While the kettle boils, I’ll stand perched on my toes by the sink and watch the neighbours’ TV. Through their blinds I've watched A Current Affair, Masterchef and The Block. Sometimes, I will see a man’s bald spot staring back at me. Once they threw a large branch over the fence and into our backyard. We saw it coming: a branch with hands attached lobbed into our bushes. ‘More firewood for us,’ I thought, although I wonder why they just didn't put it in their green bin.

 

But the worst thing about them, the unforgivable thing, is the way they treat their dogs. Two blue heelers, one slightly smaller than the other. Both have bellies that hang low to the ground. They live in the backyard and they’ve never been inside the house. I hear them whine at night, when it's cold and raining and they’re left to shiver in dirty kennels.

 

I go and stand by the fence, when the neighbours’ cars are gone. One of the blue heelers will come up to me, paws scraping at the timber fence. I wrestle with her ear and coo softly. The other has been alone too much, not enough human attention. She (I think they're sisters) won't come. She will stand metres away, barking. I never stay too long, I don’t want someone to see and say something.

 

They’ve been out of the house once. It was a Saturday when the woman I see occasionally weeding the front garden was walking them. That was the only time they’ve left the backyard in three years. Well at least as far as I know. But I do spend a lot of time at home.

 

They’ll bark at me in the mornings, when I'm sitting outside drinking a coffee and scrolling through Twitter. They know I'm there and they talk to me. Let us out, they cry. We want to be free, they mumble. I would take them, I would, if the fence wasn’t so high.

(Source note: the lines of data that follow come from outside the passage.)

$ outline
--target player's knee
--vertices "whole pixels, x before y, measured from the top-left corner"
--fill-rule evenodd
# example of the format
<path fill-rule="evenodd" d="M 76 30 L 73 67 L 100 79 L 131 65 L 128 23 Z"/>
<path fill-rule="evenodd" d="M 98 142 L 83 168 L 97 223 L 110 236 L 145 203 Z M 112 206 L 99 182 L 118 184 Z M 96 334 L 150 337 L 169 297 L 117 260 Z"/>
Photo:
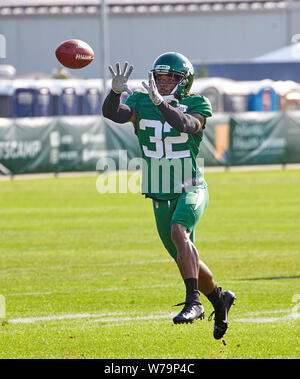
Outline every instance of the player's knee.
<path fill-rule="evenodd" d="M 173 224 L 171 226 L 171 238 L 176 246 L 181 245 L 189 240 L 189 231 L 184 225 Z"/>

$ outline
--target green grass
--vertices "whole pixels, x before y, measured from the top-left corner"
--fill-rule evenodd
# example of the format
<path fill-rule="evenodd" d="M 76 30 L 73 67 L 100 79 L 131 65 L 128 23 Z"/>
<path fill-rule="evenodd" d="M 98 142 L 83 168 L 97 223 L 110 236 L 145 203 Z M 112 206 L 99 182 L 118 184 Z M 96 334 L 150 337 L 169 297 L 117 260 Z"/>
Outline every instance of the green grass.
<path fill-rule="evenodd" d="M 206 180 L 196 246 L 238 297 L 226 345 L 207 317 L 173 325 L 184 286 L 150 200 L 100 195 L 96 177 L 16 180 L 0 182 L 0 358 L 299 358 L 300 171 Z M 13 322 L 58 315 L 85 316 Z"/>

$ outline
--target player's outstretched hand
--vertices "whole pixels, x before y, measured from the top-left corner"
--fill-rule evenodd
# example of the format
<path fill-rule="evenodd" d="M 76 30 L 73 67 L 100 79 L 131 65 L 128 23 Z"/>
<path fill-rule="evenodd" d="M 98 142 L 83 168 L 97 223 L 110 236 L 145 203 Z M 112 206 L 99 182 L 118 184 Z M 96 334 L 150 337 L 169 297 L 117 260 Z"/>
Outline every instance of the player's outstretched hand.
<path fill-rule="evenodd" d="M 111 88 L 115 93 L 120 94 L 126 91 L 129 95 L 132 94 L 131 89 L 128 88 L 127 81 L 133 71 L 133 66 L 131 65 L 128 70 L 127 68 L 128 62 L 125 62 L 122 72 L 119 62 L 116 63 L 116 72 L 114 72 L 112 66 L 108 66 L 108 69 L 112 76 Z"/>
<path fill-rule="evenodd" d="M 155 105 L 159 105 L 164 100 L 156 87 L 153 72 L 149 72 L 149 85 L 145 82 L 142 82 L 142 84 L 147 90 L 150 99 Z"/>

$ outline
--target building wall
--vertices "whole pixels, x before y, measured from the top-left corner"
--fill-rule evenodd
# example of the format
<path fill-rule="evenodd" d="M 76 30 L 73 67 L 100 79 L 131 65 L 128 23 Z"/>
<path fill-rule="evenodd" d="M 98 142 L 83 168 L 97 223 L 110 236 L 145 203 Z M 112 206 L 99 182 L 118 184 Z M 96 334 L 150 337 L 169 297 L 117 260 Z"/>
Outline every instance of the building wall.
<path fill-rule="evenodd" d="M 268 13 L 210 13 L 114 18 L 110 21 L 111 59 L 134 57 L 146 70 L 165 51 L 180 51 L 191 60 L 223 61 L 251 59 L 285 45 L 285 15 Z M 120 34 L 124 30 L 124 34 Z"/>
<path fill-rule="evenodd" d="M 192 61 L 249 60 L 283 47 L 288 34 L 300 33 L 300 13 L 293 12 L 287 25 L 284 9 L 222 11 L 187 14 L 110 15 L 109 61 L 129 60 L 133 78 L 146 77 L 153 60 L 165 51 L 179 51 Z M 6 38 L 6 59 L 18 74 L 50 74 L 59 66 L 54 51 L 61 41 L 78 38 L 95 50 L 95 61 L 74 72 L 78 76 L 102 76 L 100 15 L 0 17 L 0 34 Z"/>

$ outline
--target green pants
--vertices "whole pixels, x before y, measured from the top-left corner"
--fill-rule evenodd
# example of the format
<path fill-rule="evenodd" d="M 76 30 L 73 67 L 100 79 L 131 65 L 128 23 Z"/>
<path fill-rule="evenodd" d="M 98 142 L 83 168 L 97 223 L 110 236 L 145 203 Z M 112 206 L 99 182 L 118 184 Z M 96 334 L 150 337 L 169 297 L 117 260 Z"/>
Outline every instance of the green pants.
<path fill-rule="evenodd" d="M 158 234 L 175 261 L 177 261 L 177 249 L 171 238 L 171 226 L 184 225 L 191 232 L 190 238 L 194 242 L 195 227 L 208 205 L 208 198 L 208 189 L 199 187 L 194 191 L 183 192 L 174 200 L 153 200 Z"/>

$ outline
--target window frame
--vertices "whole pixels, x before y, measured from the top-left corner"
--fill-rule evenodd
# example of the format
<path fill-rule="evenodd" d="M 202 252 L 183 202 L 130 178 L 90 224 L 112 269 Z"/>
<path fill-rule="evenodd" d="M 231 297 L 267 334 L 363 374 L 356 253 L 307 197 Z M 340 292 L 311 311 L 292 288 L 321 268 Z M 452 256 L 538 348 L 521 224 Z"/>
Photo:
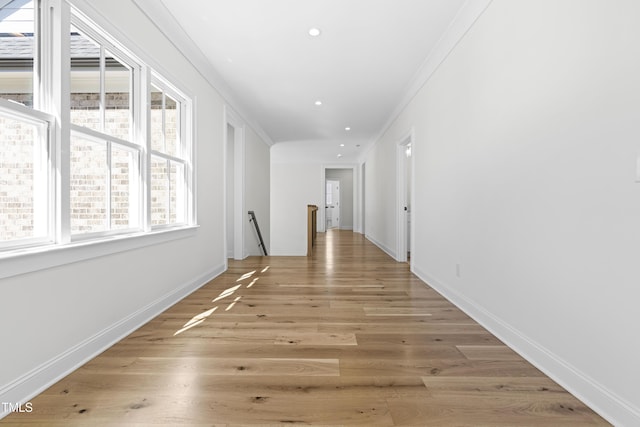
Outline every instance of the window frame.
<path fill-rule="evenodd" d="M 113 40 L 113 38 L 104 30 L 99 28 L 92 20 L 84 16 L 80 11 L 75 8 L 71 9 L 70 15 L 70 27 L 71 26 L 78 29 L 83 36 L 86 36 L 91 39 L 92 42 L 96 43 L 100 49 L 100 58 L 99 58 L 99 80 L 100 80 L 100 105 L 99 105 L 99 123 L 100 130 L 91 129 L 89 127 L 80 126 L 76 123 L 73 123 L 71 118 L 69 119 L 69 129 L 71 137 L 77 135 L 82 139 L 96 142 L 98 144 L 105 144 L 105 148 L 107 151 L 107 182 L 106 182 L 106 192 L 107 195 L 105 197 L 106 201 L 106 218 L 105 222 L 107 223 L 106 229 L 103 231 L 90 231 L 90 232 L 73 232 L 71 229 L 71 218 L 69 218 L 69 225 L 66 227 L 68 230 L 68 240 L 70 241 L 81 241 L 81 240 L 90 240 L 101 237 L 109 237 L 114 235 L 126 235 L 131 233 L 137 233 L 145 229 L 145 221 L 142 215 L 144 212 L 144 183 L 141 171 L 143 170 L 142 156 L 145 146 L 145 132 L 140 132 L 137 129 L 140 129 L 139 121 L 142 117 L 142 108 L 139 98 L 141 98 L 141 94 L 144 91 L 142 85 L 141 75 L 144 72 L 144 65 L 142 62 L 134 57 L 131 53 L 127 52 L 125 48 L 120 46 L 120 44 Z M 131 71 L 131 78 L 129 80 L 129 138 L 131 141 L 118 138 L 116 136 L 111 135 L 107 132 L 106 129 L 106 96 L 107 96 L 107 88 L 106 88 L 106 53 L 110 53 L 114 58 L 116 58 L 120 63 L 122 63 L 125 67 L 127 67 Z M 71 59 L 71 52 L 69 51 L 69 59 Z M 73 69 L 70 69 L 69 78 L 73 73 Z M 69 88 L 69 97 L 72 95 L 71 88 Z M 71 105 L 69 106 L 69 111 L 73 111 Z M 124 147 L 127 150 L 135 150 L 137 153 L 137 162 L 135 166 L 135 176 L 137 177 L 137 182 L 132 185 L 132 191 L 134 194 L 138 195 L 138 200 L 136 203 L 131 203 L 130 209 L 133 214 L 133 218 L 131 222 L 133 222 L 133 227 L 128 227 L 124 229 L 113 229 L 111 223 L 111 196 L 112 196 L 112 187 L 111 187 L 111 160 L 112 160 L 112 147 L 113 145 Z M 69 139 L 69 150 L 70 152 L 71 138 Z M 69 216 L 71 215 L 71 196 L 69 196 Z M 67 236 L 64 236 L 67 237 Z"/>
<path fill-rule="evenodd" d="M 50 168 L 50 203 L 49 209 L 50 239 L 47 242 L 34 242 L 33 245 L 4 248 L 0 247 L 0 279 L 18 274 L 38 271 L 54 266 L 88 260 L 100 256 L 120 253 L 192 237 L 198 229 L 195 198 L 195 96 L 184 90 L 184 85 L 175 76 L 171 76 L 154 58 L 148 56 L 144 49 L 128 38 L 118 28 L 105 19 L 95 7 L 84 0 L 35 0 L 40 5 L 36 18 L 40 24 L 38 71 L 34 71 L 34 107 L 31 110 L 22 105 L 0 99 L 0 107 L 4 110 L 28 110 L 41 120 L 49 123 L 48 128 L 48 165 Z M 81 22 L 79 22 L 79 20 Z M 131 79 L 133 100 L 131 101 L 132 122 L 130 134 L 132 141 L 124 141 L 109 134 L 92 131 L 82 126 L 73 125 L 70 119 L 70 25 L 93 37 L 96 32 L 104 40 L 106 50 L 118 60 L 133 60 L 140 66 L 138 73 Z M 38 40 L 38 39 L 36 39 Z M 126 55 L 125 55 L 126 53 Z M 127 61 L 130 64 L 129 61 Z M 171 77 L 171 78 L 168 78 Z M 151 227 L 150 221 L 150 130 L 149 96 L 151 81 L 162 82 L 170 89 L 172 96 L 180 96 L 184 101 L 181 110 L 181 129 L 184 139 L 184 152 L 181 158 L 172 160 L 184 162 L 184 221 L 169 226 Z M 37 96 L 36 96 L 37 91 Z M 36 104 L 37 103 L 37 104 Z M 97 232 L 85 235 L 71 235 L 70 230 L 70 138 L 71 134 L 88 135 L 92 139 L 111 140 L 111 143 L 122 144 L 126 149 L 139 153 L 140 188 L 139 188 L 139 228 L 122 229 L 115 233 Z M 80 238 L 79 236 L 82 236 Z"/>
<path fill-rule="evenodd" d="M 148 84 L 148 90 L 147 90 L 147 95 L 149 96 L 149 99 L 151 98 L 151 92 L 152 92 L 152 88 L 155 87 L 159 90 L 162 91 L 163 94 L 163 102 L 162 102 L 162 133 L 163 133 L 163 146 L 165 147 L 166 150 L 166 121 L 165 121 L 165 102 L 164 99 L 166 96 L 171 96 L 171 98 L 173 100 L 176 101 L 176 103 L 180 106 L 179 108 L 179 117 L 178 117 L 178 141 L 179 141 L 179 153 L 177 153 L 177 155 L 171 155 L 168 153 L 164 153 L 161 151 L 157 151 L 151 148 L 151 108 L 148 108 L 146 113 L 147 113 L 147 121 L 149 123 L 148 126 L 148 135 L 149 137 L 147 138 L 147 143 L 148 143 L 148 153 L 149 153 L 149 157 L 147 159 L 148 161 L 148 188 L 149 188 L 149 195 L 148 195 L 148 218 L 147 218 L 147 223 L 149 224 L 149 226 L 151 227 L 151 229 L 163 229 L 163 228 L 172 228 L 172 227 L 181 227 L 181 226 L 185 226 L 188 225 L 192 222 L 195 221 L 194 215 L 193 215 L 193 142 L 189 143 L 189 141 L 192 141 L 191 139 L 191 134 L 190 134 L 190 129 L 192 127 L 192 125 L 189 125 L 191 117 L 192 117 L 192 109 L 193 109 L 193 105 L 192 105 L 192 101 L 189 97 L 185 96 L 179 89 L 177 89 L 174 85 L 172 85 L 171 83 L 169 83 L 166 79 L 164 79 L 160 74 L 158 74 L 155 71 L 151 71 L 150 73 L 150 79 L 149 79 L 149 84 Z M 150 103 L 149 103 L 150 105 Z M 184 188 L 182 189 L 182 191 L 184 192 L 183 197 L 182 197 L 182 201 L 181 201 L 181 207 L 178 207 L 178 200 L 176 200 L 176 210 L 177 211 L 182 211 L 182 217 L 184 218 L 183 221 L 181 222 L 175 222 L 175 223 L 171 223 L 168 222 L 166 224 L 153 224 L 152 218 L 151 218 L 151 214 L 152 214 L 152 209 L 151 209 L 151 163 L 152 163 L 152 157 L 160 157 L 162 159 L 165 160 L 165 162 L 167 163 L 167 167 L 170 170 L 170 164 L 171 163 L 177 163 L 182 165 L 182 171 L 183 171 L 183 186 Z M 171 173 L 169 172 L 168 174 L 168 179 L 169 182 L 171 182 Z M 169 190 L 169 194 L 168 194 L 168 198 L 171 197 L 171 191 Z M 171 215 L 171 203 L 170 201 L 167 202 L 167 205 L 169 206 L 168 208 L 168 215 L 170 217 Z"/>

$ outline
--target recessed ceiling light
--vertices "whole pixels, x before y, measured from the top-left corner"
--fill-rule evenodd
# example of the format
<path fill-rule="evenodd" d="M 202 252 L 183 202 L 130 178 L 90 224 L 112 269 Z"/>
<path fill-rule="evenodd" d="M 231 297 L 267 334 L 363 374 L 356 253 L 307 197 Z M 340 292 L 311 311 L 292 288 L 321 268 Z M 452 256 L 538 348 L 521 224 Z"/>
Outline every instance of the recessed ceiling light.
<path fill-rule="evenodd" d="M 346 130 L 347 132 L 349 132 L 351 130 L 351 128 L 349 126 L 347 126 L 346 128 L 344 128 L 344 130 Z"/>
<path fill-rule="evenodd" d="M 338 158 L 342 157 L 342 154 L 338 154 Z"/>
<path fill-rule="evenodd" d="M 340 144 L 340 147 L 344 147 L 344 144 Z"/>
<path fill-rule="evenodd" d="M 321 33 L 320 28 L 316 28 L 316 27 L 309 28 L 309 35 L 311 37 L 318 37 L 320 33 Z"/>
<path fill-rule="evenodd" d="M 316 104 L 316 105 L 322 105 L 322 101 L 317 100 L 317 101 L 315 102 L 315 104 Z"/>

I’d pick them up and put them in my garden. ‘There you go,’ I’d say, ‘it’s your new home’ and they would bark and circle me in delight.

 

Last week, I woke up to no barks. Which is strange for a Sunday. I went outside and nothing. I peek over the fence and can’t see them. I run to the side of the house, lean over the rose bushes and stand on my toes. Their kennels are gone, with a trail of dust showing they have been dragged away.

 

‘They’ve got a better home now,’ I think. I take a moment to kick the fence, then go back inside to make a cuppa.